Mahmoud Ali M, Aboul-Soud Mourad A M, Han Junkyu, Al-Sheikh Yazeed A, Al-Abd Ahmed M, El-Shemy Hany A
Department of Biochemistry, Faculty of Agriculture, Cairo University, Giza 12613, Egypt.
Graduate School of Life and Environmental Sciences, University of Tsukuba, Tsukuba, Ibaraki 305‑8572, Japan.
Int J Oncol. 2016 May;48(5):1886-94. doi: 10.3892/ijo.2016.3418. Epub 2016 Mar 4.

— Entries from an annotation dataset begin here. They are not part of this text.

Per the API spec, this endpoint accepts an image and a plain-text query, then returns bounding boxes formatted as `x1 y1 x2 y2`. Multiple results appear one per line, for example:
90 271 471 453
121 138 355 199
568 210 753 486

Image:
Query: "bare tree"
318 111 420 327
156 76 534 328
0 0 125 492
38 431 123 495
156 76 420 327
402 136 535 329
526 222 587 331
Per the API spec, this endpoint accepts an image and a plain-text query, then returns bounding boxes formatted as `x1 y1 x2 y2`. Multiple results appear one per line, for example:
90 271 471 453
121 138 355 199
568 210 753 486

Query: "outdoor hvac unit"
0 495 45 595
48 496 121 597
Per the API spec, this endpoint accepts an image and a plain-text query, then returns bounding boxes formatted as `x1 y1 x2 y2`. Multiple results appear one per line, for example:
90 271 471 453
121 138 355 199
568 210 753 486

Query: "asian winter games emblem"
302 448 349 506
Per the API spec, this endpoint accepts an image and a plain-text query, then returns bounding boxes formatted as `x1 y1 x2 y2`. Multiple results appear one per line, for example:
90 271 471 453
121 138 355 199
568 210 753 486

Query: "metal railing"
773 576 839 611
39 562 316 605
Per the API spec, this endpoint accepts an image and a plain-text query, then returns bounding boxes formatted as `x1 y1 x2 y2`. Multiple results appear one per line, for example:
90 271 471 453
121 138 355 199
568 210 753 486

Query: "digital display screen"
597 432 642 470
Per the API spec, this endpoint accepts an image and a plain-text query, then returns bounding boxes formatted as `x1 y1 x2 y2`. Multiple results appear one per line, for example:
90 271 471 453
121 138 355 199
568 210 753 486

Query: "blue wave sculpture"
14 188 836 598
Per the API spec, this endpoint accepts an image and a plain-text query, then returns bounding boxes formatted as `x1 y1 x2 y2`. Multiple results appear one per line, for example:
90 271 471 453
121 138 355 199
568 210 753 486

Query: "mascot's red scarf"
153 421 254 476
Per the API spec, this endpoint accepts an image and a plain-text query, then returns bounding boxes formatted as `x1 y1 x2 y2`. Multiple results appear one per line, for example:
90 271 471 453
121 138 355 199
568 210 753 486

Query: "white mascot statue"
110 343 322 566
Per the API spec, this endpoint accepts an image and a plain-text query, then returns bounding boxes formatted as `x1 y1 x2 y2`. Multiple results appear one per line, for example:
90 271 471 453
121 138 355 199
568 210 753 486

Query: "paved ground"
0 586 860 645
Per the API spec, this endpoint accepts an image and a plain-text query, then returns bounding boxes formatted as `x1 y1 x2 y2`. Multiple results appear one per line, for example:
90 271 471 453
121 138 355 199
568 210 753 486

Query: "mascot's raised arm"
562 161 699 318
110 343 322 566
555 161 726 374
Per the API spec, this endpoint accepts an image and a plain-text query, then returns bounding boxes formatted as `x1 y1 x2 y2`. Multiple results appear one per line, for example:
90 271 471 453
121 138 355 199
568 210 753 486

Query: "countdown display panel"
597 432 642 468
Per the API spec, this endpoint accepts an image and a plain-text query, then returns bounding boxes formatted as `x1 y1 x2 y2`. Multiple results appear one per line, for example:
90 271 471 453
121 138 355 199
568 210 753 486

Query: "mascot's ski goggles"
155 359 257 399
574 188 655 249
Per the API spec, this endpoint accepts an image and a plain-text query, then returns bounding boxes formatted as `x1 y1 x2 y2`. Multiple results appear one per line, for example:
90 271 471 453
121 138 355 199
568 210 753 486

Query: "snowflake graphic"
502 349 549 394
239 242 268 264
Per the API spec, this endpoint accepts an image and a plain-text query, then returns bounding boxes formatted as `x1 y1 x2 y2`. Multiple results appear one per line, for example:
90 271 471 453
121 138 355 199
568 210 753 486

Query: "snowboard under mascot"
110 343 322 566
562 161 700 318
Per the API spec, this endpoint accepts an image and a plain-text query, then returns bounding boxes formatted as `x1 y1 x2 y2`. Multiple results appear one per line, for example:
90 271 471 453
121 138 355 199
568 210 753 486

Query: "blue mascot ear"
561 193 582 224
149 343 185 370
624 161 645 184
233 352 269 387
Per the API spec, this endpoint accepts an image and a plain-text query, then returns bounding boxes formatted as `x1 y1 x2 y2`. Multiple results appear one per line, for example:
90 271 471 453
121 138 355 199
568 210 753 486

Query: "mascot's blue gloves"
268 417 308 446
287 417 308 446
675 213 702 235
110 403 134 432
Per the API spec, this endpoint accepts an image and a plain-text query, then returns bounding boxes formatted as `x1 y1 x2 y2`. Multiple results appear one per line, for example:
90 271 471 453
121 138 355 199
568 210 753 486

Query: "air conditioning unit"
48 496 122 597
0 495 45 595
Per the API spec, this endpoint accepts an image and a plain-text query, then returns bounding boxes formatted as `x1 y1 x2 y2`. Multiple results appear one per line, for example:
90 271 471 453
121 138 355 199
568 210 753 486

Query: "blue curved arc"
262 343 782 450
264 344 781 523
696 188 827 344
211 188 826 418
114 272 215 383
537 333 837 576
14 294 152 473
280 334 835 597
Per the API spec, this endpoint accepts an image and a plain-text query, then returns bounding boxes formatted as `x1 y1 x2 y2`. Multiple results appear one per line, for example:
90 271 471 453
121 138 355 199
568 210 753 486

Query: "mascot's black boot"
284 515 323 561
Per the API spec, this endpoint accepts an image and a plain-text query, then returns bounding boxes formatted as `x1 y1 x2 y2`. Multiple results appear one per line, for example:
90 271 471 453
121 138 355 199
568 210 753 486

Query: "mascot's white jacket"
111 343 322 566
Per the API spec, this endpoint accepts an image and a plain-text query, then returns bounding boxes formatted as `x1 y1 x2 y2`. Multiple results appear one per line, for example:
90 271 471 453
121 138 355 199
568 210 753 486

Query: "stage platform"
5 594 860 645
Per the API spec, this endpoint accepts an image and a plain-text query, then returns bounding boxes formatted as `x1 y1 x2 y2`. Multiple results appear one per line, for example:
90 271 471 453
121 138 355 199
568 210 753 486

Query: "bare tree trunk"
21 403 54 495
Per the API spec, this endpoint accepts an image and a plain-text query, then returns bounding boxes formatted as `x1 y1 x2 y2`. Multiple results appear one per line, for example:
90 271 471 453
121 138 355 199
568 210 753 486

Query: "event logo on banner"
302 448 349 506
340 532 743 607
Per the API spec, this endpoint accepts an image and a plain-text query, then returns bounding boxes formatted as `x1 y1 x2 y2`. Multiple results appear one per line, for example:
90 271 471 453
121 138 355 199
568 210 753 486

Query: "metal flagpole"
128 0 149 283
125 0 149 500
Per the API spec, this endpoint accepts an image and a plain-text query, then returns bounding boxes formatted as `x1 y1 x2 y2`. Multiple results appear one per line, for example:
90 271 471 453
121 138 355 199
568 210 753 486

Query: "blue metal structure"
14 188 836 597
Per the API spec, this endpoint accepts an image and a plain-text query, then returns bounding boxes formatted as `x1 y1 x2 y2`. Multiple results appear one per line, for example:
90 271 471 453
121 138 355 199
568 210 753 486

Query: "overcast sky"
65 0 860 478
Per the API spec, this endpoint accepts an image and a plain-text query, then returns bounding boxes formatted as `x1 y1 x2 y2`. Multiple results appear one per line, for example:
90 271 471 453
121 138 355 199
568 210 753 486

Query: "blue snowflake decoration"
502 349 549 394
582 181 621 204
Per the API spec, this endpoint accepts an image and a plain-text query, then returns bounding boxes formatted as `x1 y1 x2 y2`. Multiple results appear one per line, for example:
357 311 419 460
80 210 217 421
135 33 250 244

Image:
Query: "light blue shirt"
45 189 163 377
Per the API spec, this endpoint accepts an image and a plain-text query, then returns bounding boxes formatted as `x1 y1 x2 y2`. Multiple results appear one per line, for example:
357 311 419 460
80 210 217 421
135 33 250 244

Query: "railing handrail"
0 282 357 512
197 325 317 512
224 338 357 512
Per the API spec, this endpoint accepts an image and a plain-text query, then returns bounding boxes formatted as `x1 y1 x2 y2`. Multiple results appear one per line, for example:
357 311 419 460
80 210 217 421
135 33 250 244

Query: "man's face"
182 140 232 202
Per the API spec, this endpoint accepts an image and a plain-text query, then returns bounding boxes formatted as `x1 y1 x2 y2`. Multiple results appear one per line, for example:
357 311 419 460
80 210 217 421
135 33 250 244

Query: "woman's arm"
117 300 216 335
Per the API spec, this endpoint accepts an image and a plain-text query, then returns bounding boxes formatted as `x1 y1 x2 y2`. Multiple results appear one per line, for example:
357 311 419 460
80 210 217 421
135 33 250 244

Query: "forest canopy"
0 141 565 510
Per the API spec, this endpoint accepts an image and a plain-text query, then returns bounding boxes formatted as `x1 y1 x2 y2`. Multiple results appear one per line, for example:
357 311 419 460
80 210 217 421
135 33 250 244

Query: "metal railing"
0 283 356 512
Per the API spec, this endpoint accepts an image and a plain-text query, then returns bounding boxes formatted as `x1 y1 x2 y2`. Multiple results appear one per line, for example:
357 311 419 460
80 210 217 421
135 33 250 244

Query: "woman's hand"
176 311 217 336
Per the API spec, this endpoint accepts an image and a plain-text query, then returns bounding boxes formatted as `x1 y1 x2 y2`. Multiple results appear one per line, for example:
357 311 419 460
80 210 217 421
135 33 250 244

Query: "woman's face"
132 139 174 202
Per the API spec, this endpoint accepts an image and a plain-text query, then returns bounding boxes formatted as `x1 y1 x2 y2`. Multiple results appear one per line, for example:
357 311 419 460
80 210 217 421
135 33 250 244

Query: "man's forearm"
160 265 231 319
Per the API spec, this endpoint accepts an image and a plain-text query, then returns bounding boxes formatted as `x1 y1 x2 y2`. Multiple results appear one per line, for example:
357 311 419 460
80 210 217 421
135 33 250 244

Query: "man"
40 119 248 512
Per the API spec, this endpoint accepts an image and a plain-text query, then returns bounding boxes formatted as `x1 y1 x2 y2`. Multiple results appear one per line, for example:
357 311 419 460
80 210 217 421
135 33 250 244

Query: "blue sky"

The merging of high-throughput gene expression techniques, such as microarray, in the screening of natural products as anticancer agents, is considered the optimal solution for gaining a better understanding of the intervention mechanism. Red yeast rice (RYR), a Chinese dietary product, contains a mixture of hypocholesterolemia agents such as statins. Typically, statins have this effect via the inhibition of HMG‑CoA reductase, the key enzyme in the biosynthesis of cholesterol. Recently, statins have been shown to exhibit various beneficial antineoplastic properties through the disruption of tumor angiogenesis and metastatic processes. Mevinolin (MVN) is a member of statins and is abundantly present in RYR. Early experimental trials suggested that the mixed apoptotic/necrotic cell death pathway is activated in response to MVN exposure. In the current study, the cytotoxic profile of MVN was evaluated against MCF‑7, a breast cancer‑derived cell line. The obtained results indicated that MVN‑induced cytotoxicity is multi‑factorial involving several regulatory pathways in the cytotoxic effects of MVN on breast cancer cell lines. In addition, MVN‑induced transcript abundance profiles inferred from microarrays showed significant changes in some key cell processes. The changes were predicted to induce cell cycle arrest and reactive oxygen species generation but inhibit DNA repair and cell proliferation. This MVN‑mediated multi‑factorial stress triggered specific programmed cell death (apoptosis) and DNA degradation responses in breast cancer cells. Taken together, the observed MVN‑induced effects underscore the potential of this ubiquitous natural compound as a selective anticancer activity, with broad safety margins and low cost compared to benchmarked traditional synthetic chemotherapeutic agents. Additionally, the data support further pre‑clinical and clinical evaluations of MVN as a novel strategy to combat breast cancer and overcome drug resistance.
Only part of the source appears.